A collaborator of mine, who was a friend first and a good one, and I have been in a series of knock down, drag out arguments about what sort of statistical information to include (his field), and what sort of papers to cite (in my field) on a paper we’re working on together. It’s been really frustrating, because I have felt disrespected through it. Specifically with regard to the paper citation. The statistical thing is his bailiwick, and while I feel like he’s trying to put in more than is necessary, and more than is anywhere else in the literature on the same topic, I can’t really argue too much, because he has a PhD in biostats and epidemiology, and I don’t.

The citation is really frustrating. He admits that the only reason he wants to cite a particular paper is because it’s a glamour mag article and one of the only ones germane to our topic. I agree, but it’s a total piece of shit that should never have been published as it is. It’s a perfect example of what happens when physicians try to be engineers: i.e., they’re smart people out of their field who generally can pull off just enough good work to do something stupidly dangerous and have it look good.

So I want, if we must cite the paper (and he’s right that if we don’t cite it reviewers will probably wonder why we didn’t.), to point out that it’s a steaming pile of hot garbage. We settled on pointing out that it is deficient in an area that our paper addresses. Which is really insufficient for me, but it’s not worth dying on the hill, I guess. And hopefully, the way we address the same ground as that paper will do the job of pointing out its inadequacy without us having to make it explicit.

But this colleague and I have butted heads pretty constantly over the last 16 years, and I was still in a tuxedo at his wedding. And the wedding march up there on the music page? That was played as his bride walked down the aisle. So it’ll be fine. It’s just frustrating. I’m submitting the paper tonight. But I’m curious, how do other scientists, as well as other people, handle disputes of this nature. Essentially, honest disagreement about how to frame and report results.

How, specifically, do you avoid feeling personally slighted when someone disagrees with your expertise in your field, when it isn’t theirs? Where is the place for feelings at work?

5 Comments leave one →
  1. 18 May 2012 12:35

    I would pick my battles carefully. If the paper is insufficient and yours addresses the holes, that sounds good to me. A publication is not the place to blast another. Letters to Nature and Science would be.
    I once had to sever professional ties with a fellow who was a micro-manager and could not make up his mind about anything on a project we worked on. It was not a pretty time. Somehow, in the midst of thinking him the biggest asshole in the institute and having divorced myself from working with him, we still remained collegial. I made him cry that day and have since made amends. Perhaps I was the bigger asshole.

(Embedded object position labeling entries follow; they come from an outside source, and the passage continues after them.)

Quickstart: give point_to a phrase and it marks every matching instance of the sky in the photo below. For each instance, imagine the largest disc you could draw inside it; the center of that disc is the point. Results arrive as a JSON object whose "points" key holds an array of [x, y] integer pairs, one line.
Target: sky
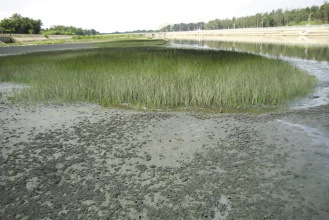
{"points": [[127, 15]]}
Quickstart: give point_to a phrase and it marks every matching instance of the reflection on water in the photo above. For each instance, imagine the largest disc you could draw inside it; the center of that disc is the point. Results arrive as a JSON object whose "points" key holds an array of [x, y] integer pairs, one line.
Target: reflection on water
{"points": [[313, 59], [309, 52]]}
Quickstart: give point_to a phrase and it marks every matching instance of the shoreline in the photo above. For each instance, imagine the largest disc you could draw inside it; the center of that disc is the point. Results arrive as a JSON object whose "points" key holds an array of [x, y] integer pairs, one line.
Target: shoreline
{"points": [[314, 35], [84, 160]]}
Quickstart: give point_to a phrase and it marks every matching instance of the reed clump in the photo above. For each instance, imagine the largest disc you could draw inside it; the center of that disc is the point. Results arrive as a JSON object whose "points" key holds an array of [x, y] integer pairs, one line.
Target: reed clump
{"points": [[151, 76]]}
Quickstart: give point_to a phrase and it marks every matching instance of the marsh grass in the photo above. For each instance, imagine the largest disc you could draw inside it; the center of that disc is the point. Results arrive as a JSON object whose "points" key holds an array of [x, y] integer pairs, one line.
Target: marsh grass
{"points": [[143, 74]]}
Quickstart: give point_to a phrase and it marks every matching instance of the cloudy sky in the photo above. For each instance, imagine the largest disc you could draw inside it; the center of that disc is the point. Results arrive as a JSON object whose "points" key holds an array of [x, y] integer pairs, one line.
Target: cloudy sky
{"points": [[124, 15]]}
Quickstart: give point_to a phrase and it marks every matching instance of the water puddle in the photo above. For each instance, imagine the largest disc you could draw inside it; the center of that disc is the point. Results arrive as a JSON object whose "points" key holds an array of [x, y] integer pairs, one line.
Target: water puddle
{"points": [[315, 134]]}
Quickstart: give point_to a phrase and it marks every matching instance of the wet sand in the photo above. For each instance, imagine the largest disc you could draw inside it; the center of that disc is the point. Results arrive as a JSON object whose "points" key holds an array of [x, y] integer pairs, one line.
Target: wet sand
{"points": [[85, 161], [313, 35]]}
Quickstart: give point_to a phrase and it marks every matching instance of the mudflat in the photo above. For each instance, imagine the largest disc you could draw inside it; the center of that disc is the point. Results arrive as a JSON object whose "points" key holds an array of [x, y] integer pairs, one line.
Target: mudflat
{"points": [[85, 161]]}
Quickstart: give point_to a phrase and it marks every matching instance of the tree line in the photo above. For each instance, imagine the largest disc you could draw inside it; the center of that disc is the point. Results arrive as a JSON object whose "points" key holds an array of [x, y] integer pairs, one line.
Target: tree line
{"points": [[68, 30], [275, 18], [17, 24]]}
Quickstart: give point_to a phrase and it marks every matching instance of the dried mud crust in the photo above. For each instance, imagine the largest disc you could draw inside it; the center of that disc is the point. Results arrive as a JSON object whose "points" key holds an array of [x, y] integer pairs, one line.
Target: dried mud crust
{"points": [[83, 161]]}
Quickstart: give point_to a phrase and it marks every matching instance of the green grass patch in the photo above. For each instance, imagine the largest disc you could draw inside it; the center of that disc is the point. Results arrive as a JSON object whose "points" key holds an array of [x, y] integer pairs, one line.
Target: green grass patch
{"points": [[143, 74]]}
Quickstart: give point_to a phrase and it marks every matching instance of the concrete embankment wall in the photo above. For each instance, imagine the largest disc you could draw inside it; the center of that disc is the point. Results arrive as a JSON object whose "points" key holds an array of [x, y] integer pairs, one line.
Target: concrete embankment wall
{"points": [[33, 37], [303, 34]]}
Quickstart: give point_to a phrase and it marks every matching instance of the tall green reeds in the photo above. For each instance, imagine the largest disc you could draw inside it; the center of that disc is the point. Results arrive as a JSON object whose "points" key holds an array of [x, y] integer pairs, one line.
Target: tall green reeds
{"points": [[156, 77]]}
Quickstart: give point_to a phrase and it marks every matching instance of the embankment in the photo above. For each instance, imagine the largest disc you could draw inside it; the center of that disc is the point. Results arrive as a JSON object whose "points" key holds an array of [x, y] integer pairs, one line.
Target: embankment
{"points": [[32, 37], [291, 35]]}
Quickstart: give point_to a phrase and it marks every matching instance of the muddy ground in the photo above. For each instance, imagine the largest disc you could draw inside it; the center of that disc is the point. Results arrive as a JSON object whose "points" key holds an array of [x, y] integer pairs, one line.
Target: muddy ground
{"points": [[88, 162]]}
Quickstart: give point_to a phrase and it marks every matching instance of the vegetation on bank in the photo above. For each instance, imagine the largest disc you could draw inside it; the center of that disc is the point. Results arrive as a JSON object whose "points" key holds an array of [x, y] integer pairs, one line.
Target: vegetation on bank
{"points": [[18, 24], [141, 73], [310, 15], [68, 30]]}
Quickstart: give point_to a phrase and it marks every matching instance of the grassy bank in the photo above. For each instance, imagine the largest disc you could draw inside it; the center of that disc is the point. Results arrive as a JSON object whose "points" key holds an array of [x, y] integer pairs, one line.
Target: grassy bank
{"points": [[155, 77]]}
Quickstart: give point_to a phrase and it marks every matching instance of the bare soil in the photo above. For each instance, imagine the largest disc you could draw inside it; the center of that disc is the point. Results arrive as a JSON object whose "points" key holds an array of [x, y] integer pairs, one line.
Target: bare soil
{"points": [[85, 161]]}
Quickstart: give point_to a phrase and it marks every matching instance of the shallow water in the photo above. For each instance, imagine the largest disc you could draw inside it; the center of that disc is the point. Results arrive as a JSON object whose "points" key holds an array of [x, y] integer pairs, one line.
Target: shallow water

  2. sciencegeeka permalink
    18 May 2012 16:00

    My phd adviser and I had a adversarial relationship. His whole MO as an adviser was to see how much shit he could pull on you, and then when you started pushing back and ignoring his advice, was when he knew that you were ready to graduate. We nicknamed him “jackass” because when I was a rotation student, the student who’s project I was taking over and the adviser had a shouting match in the hall over the project. Student muttered “jackass” under his breath, and Jackass heard him, and it almost came to punches. Even going in, I knew that there was going to be words.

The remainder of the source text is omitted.